Amcor's Operational Efficiency: A Path to Sustainable Growth

Amcor's operating efficiency has been a key pillar of its success in the global packaging industry. The company has consistently implemented strategies to improve its operational performance and reduce costs, enabling it to maintain its competitive position and drive long-term growth. One of the key aspects of Amcor's efficiency efforts revolves around streamlining and optimizing its manufacturing processes. The company has invested significantly in automation and process innovation, leading to increased production capacity and efficiency gains.

In addition to manufacturing optimization, Amcor has also focused on reducing its environmental footprint. The company has implemented sustainable practices throughout its operations, including reducing energy consumption, minimizing waste, and utilizing sustainable materials. These efforts not only align with the growing demand for environmentally responsible packaging but also contribute to Amcor's cost-saving measures.

Another area where Amcor has achieved operational efficiency is through its supply chain management. The company has developed a robust and resilient supply chain network, ensuring a reliable flow of raw materials and timely delivery of finished products to its customers. Amcor's strategic partnerships with suppliers and logistics providers have enabled it to optimize transportation costs and reduce lead times.

The ongoing pursuit of operational efficiency has positioned Amcor well for future growth. The company's ability to continuously improve its operations provides a competitive advantage and creates a solid foundation for sustained profitability. As Amcor enters new markets and expands its product offerings, its focus on operational efficiency will continue to play a vital role in driving its success.

This exclusive content is only available to premium users.


  1. Swaminathan A, Joachims T. 2015. Batch learning from logged bandit feedback through counterfactual risk minimization. J. Mach. Learn. Res. 16:1731–55
  2. S. J. Russell and P. Norvig. Artificial Intelligence: A Modern Approach. Prentice Hall, Englewood Cliffs, NJ, 3nd edition, 2010
  3. P. Artzner, F. Delbaen, J. Eber, and D. Heath. Coherent measures of risk. Journal of Mathematical Finance, 9(3):203–228, 1999
  4. Tibshirani R. 1996. Regression shrinkage and selection via the lasso. J. R. Stat. Soc. B 58:267–88
  5. Z. Wang, T. Schaul, M. Hessel, H. van Hasselt, M. Lanctot, and N. de Freitas. Dueling network architectures for deep reinforcement learning. In Proceedings of the International Conference on Machine Learning (ICML), pages 1995–2003, 2016.
  6. Hartford J, Lewis G, Taddy M. 2016. Counterfactual prediction with deep instrumental variables networks. arXiv:1612.09596 [stat.AP]
  7. J. Z. Leibo, V. Zambaldi, M. Lanctot, J. Marecki, and T. Graepel. Multi-agent Reinforcement Learning in Sequential Social Dilemmas.
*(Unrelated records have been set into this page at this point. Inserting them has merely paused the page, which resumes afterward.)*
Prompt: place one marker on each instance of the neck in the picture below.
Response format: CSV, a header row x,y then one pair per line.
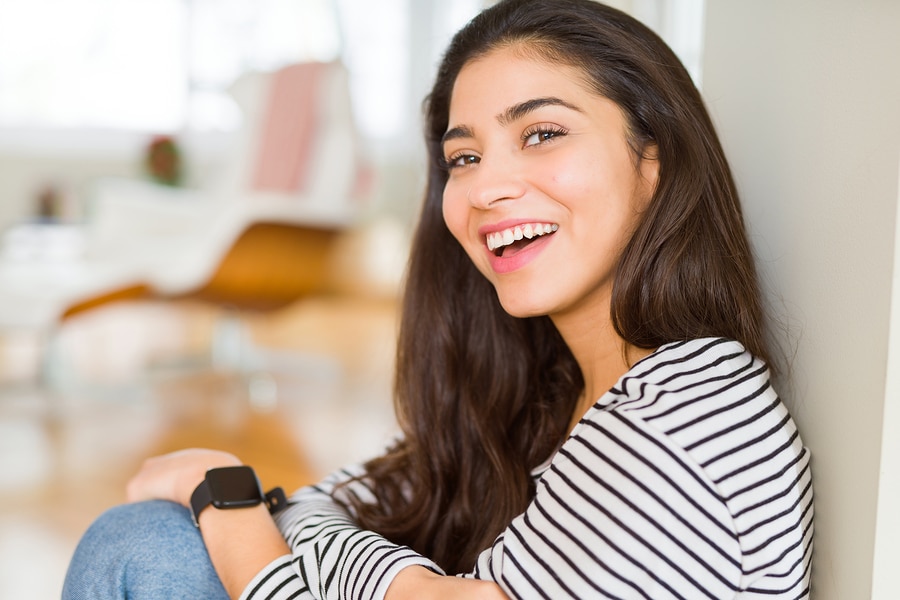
x,y
601,353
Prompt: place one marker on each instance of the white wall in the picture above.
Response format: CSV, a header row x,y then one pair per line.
x,y
806,95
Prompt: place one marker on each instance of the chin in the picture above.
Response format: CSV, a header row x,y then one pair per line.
x,y
520,310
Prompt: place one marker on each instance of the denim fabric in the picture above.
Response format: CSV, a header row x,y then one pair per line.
x,y
144,551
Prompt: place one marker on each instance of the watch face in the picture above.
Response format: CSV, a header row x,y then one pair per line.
x,y
232,487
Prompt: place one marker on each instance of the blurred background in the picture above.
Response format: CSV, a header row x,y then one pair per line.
x,y
205,208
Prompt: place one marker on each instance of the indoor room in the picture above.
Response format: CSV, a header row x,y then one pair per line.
x,y
207,207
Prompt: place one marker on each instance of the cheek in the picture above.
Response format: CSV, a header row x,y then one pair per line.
x,y
454,212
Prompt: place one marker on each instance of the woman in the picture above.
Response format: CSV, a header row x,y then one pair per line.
x,y
581,382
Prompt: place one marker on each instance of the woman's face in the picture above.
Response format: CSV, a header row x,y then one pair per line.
x,y
544,191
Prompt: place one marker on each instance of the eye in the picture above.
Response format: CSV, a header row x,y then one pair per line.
x,y
541,134
461,160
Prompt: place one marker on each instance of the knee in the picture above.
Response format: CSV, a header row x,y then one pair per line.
x,y
135,541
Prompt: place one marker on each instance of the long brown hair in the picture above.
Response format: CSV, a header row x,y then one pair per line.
x,y
483,398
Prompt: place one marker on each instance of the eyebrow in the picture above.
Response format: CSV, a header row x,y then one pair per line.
x,y
514,112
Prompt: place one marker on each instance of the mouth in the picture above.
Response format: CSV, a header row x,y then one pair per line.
x,y
511,240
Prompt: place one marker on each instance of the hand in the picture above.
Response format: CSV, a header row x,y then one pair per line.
x,y
420,583
175,476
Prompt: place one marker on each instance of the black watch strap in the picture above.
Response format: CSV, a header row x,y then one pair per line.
x,y
202,497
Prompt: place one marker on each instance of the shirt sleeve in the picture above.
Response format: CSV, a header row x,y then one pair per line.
x,y
332,557
648,524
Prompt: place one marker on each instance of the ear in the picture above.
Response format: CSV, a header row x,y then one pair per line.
x,y
648,167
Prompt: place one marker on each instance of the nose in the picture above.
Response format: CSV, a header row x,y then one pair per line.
x,y
495,181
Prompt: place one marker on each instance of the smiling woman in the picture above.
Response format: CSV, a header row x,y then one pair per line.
x,y
583,383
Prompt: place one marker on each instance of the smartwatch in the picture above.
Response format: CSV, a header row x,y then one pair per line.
x,y
233,487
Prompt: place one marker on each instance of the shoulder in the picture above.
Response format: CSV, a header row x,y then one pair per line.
x,y
707,397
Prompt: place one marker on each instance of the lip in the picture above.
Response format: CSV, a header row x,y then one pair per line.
x,y
507,224
502,265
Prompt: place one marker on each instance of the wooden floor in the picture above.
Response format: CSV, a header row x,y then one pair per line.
x,y
135,380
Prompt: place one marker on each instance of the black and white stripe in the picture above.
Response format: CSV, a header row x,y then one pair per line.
x,y
686,480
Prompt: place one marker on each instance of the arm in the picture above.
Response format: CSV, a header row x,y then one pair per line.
x,y
340,560
336,558
175,476
621,512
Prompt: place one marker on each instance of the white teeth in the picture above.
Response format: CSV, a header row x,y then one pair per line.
x,y
498,239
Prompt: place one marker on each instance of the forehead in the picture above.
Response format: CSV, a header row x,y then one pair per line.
x,y
508,75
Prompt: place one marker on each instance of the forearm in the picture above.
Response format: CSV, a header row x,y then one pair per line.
x,y
418,583
241,543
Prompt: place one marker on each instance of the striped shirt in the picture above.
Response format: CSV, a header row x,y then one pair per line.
x,y
687,479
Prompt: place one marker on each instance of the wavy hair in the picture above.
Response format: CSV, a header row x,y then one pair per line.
x,y
483,398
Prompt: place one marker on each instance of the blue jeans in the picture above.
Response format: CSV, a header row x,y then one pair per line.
x,y
144,551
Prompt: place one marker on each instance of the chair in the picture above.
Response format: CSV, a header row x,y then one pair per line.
x,y
258,236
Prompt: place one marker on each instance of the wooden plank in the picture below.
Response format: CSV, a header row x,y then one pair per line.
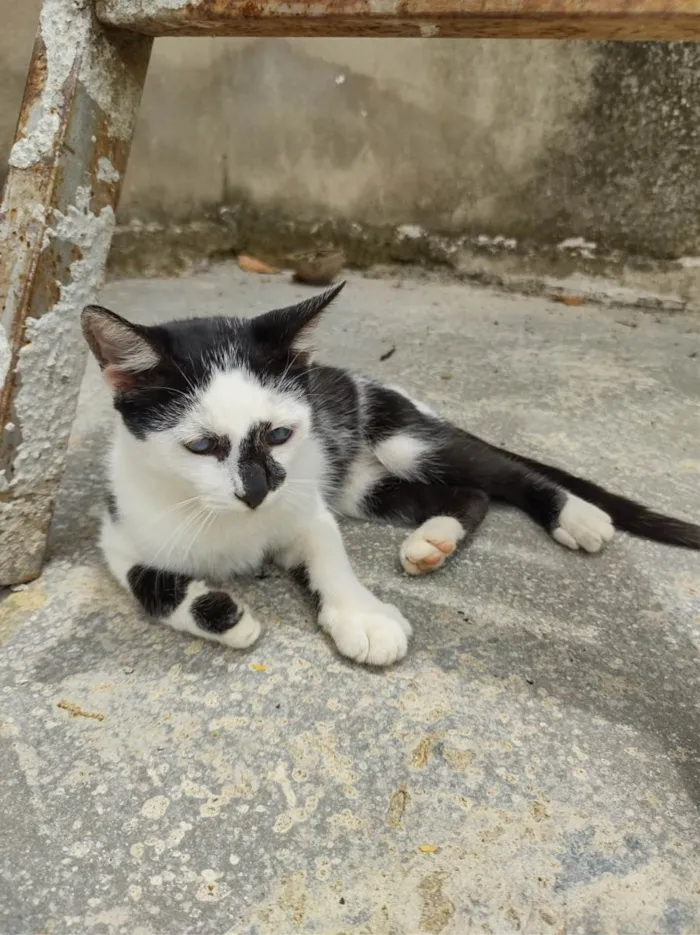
x,y
56,222
522,19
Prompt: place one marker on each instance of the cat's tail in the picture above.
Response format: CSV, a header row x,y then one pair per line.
x,y
626,514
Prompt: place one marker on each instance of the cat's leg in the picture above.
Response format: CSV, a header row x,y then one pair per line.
x,y
447,516
362,627
177,600
413,445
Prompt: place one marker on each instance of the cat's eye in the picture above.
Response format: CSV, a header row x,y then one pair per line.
x,y
279,435
202,446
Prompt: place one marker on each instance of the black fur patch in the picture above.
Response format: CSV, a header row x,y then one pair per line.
x,y
111,501
158,592
216,612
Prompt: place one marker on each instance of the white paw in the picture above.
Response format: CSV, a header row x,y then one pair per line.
x,y
583,525
369,631
426,549
245,632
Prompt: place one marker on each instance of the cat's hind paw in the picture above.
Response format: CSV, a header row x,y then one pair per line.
x,y
427,548
582,525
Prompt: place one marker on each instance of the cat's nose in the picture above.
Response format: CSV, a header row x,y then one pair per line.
x,y
255,486
252,498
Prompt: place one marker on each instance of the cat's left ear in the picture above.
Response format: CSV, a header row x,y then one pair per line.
x,y
291,328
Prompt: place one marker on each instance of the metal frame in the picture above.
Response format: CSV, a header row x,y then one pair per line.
x,y
71,148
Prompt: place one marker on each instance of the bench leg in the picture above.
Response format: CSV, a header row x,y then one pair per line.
x,y
56,222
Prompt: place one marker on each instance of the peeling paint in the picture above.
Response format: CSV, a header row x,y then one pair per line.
x,y
106,171
52,361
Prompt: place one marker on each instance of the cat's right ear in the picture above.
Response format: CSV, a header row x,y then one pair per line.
x,y
124,351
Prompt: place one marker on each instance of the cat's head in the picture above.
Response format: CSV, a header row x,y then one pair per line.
x,y
220,403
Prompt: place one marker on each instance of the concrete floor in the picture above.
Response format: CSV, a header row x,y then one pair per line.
x,y
534,763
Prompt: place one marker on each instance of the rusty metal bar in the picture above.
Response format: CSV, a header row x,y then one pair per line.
x,y
56,222
524,19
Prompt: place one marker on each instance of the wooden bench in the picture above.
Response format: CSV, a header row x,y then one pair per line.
x,y
66,166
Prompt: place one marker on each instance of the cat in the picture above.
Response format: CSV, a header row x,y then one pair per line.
x,y
233,447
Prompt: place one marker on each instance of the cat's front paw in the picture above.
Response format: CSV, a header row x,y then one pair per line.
x,y
218,617
370,632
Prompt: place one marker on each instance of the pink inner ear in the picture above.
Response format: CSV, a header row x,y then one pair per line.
x,y
119,381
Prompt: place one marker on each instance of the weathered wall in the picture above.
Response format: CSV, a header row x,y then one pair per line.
x,y
537,140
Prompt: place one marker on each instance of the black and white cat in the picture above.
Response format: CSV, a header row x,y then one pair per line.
x,y
233,448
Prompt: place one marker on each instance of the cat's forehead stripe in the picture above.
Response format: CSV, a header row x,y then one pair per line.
x,y
234,401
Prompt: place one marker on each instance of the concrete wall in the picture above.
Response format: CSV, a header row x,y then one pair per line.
x,y
534,140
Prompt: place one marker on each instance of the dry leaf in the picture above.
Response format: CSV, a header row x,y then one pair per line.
x,y
76,711
568,299
252,265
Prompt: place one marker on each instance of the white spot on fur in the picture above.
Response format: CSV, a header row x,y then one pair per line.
x,y
401,454
426,549
583,525
420,406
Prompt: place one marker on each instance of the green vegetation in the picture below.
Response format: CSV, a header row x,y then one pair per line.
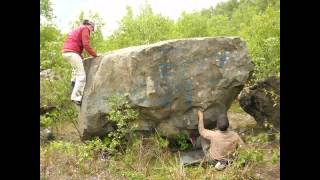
x,y
123,116
118,157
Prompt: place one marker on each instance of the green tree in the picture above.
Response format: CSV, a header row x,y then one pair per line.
x,y
263,40
145,28
191,25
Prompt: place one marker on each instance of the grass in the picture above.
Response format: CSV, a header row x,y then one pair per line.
x,y
149,158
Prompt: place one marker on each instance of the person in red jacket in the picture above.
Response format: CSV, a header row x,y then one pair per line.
x,y
76,41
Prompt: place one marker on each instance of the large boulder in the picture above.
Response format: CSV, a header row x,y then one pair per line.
x,y
166,82
262,101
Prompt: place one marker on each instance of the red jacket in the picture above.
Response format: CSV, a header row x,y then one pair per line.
x,y
77,40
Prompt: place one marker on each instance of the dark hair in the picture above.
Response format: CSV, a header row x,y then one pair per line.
x,y
222,122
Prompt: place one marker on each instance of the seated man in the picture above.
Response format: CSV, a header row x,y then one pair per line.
x,y
223,142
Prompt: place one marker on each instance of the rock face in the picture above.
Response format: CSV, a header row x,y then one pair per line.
x,y
167,82
260,103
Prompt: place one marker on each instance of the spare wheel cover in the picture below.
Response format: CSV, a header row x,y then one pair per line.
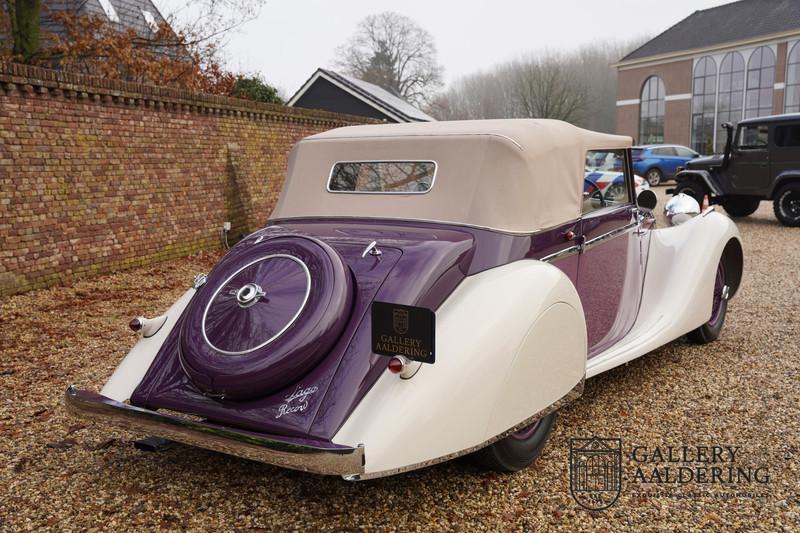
x,y
267,314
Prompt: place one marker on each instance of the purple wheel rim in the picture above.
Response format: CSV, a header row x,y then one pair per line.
x,y
718,302
526,432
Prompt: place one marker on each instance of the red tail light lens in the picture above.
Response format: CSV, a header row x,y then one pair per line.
x,y
135,325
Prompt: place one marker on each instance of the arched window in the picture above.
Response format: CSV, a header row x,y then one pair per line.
x,y
651,113
793,80
704,95
760,83
731,93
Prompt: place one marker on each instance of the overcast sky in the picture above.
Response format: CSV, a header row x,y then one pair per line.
x,y
291,38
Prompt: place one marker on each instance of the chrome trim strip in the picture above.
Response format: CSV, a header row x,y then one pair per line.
x,y
566,252
344,461
284,328
570,396
605,236
429,189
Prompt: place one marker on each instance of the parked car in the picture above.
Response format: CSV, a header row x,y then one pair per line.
x,y
612,184
422,291
761,162
660,162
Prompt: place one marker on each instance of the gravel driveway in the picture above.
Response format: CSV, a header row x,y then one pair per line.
x,y
741,391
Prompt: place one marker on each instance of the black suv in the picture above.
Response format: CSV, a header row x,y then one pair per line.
x,y
761,162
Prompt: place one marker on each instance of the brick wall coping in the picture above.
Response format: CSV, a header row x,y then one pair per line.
x,y
43,80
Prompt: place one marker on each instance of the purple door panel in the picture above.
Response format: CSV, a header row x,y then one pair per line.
x,y
609,276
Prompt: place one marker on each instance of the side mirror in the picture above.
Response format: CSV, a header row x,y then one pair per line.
x,y
647,199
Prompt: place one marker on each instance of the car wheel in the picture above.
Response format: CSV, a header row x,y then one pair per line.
x,y
691,189
654,177
709,331
518,450
740,206
787,205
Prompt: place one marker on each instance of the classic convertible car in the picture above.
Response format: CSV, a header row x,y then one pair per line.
x,y
422,292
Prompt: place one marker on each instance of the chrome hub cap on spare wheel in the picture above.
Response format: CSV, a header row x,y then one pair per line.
x,y
266,316
241,317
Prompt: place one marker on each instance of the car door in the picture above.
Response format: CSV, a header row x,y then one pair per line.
x,y
684,155
610,264
671,160
750,173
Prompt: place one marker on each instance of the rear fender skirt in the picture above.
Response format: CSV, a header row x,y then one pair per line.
x,y
510,343
134,366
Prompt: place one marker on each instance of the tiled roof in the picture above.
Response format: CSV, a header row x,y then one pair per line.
x,y
377,97
131,13
737,21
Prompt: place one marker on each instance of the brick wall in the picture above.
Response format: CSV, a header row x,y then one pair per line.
x,y
99,175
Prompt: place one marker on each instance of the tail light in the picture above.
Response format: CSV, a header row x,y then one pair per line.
x,y
147,327
403,367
In Proceedings of the 16th International Conference on Autonomous Agents and Multiagent Systems (AAMAS 2017), Sao Paulo, Brazil, 2017


  • Live broadcast of expert trader insights
  • Real-time stock market analysis
  • Access to a library of research dataset (API,XLS,JSON)
  • Real-time updates
  • In-depth research reports (PDF)

This project is licensed under the license; additional terms may apply.